Em Broken Mirrors (1984) (que não tem versão para o português, mas se chamaria, em tradução literal, Espelhos Quebrados), segundo longa da holandesa Marleen Gorris, a diretora mantém o tom de sua estreia, Questão de Silêncio (1982), abordando questões feministas com notas de suspense e um quê de mistério policialesco, agora explorando de forma mais visível questões sobre a representação da violência. Ainda pouco acessível para o público brasileiro, encontram-se disponíveis na internet uma cópia digitalizada a partir de um VHS da RCA/Columbia Pictures/Hoyts Video Pty. Ltd. (junção de distribuidoras criada em 1983 para distribuir filmes na Austrália e Nova Zelândia), dublada em inglês e sem legendas, com a imagem em baixa qualidade; e outra no Youtube, em um canal que disponibiliza alguns filmes de Gorris, essa com a definição da imagem melhor preservada, sendo dublada e legendada em alemão. No interesse de mergulhar na obra dessa realizadora, resolvi aceitar a precariedade das cópias disponíveis e, para ter um pouco dos dois mundos (imagem e som), alternei entre as duas – em uma pela inteligibilidade das falas, em outra pela clareza das imagens e cores.

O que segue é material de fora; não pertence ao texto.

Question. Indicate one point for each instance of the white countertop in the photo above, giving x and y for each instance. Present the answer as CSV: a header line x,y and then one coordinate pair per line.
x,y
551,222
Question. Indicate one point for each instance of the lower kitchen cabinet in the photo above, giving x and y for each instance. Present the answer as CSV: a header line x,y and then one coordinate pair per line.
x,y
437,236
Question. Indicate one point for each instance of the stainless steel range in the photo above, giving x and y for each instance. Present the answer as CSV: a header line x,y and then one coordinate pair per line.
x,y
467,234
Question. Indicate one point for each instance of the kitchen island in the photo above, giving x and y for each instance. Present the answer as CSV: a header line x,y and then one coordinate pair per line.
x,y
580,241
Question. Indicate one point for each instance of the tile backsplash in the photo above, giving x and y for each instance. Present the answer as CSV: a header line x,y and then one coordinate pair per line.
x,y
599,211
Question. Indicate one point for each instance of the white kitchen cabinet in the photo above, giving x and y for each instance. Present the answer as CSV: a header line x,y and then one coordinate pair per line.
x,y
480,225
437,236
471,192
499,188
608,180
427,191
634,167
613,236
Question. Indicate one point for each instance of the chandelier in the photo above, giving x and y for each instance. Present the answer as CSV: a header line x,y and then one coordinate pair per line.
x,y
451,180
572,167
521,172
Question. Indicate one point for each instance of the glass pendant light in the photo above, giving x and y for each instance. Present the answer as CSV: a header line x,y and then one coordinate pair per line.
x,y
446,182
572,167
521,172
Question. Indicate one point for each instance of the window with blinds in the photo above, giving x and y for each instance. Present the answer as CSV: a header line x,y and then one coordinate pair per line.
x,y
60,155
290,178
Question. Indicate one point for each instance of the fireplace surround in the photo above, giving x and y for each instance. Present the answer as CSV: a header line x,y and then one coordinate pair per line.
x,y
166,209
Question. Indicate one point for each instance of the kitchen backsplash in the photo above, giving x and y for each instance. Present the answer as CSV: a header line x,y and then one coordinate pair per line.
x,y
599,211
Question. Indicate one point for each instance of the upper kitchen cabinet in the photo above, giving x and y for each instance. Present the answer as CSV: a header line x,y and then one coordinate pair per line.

O filme começa em tons azulados numa paisagem isolada, coberta pela neve, onde um carro circula e faz uma saída da estrada. Então um homem, cujo rosto não vemos, desce do carro e retira do porta-malas um corpo embrulhado, que põe ao chão. O homem abre a lona que encerrava o corpo, revelando uma mulher morta. A câmera então enquadra as mãos do homem, suas luvas, o pano que guarda no sobretudo e com o qual as limpa, bem como a câmera com a qual fotografa a mulher que depositou no chão. Esses são os elementos que vão identificar o personagem ao longo do filme, já que não nos é dada ver sua face. Num corte, uma mulher sobe as escadas para o interior de um ambiente agora com cores quentes e vibrantes, estofados e revestimentos em azul e vermelho, detalhes dourados, luz amarela. Subindo outro lance de escadas ela chega aos quartos e começa a limpá-los: vômito na pia, camisinha no chão. Ela se olha no espelho. Estamos dentro do prostíbulo Happy House Club (“Clube Casa Feliz”), é o que ficamos sabendo quando a recepcionista também adentra o espaço e atende o telefone.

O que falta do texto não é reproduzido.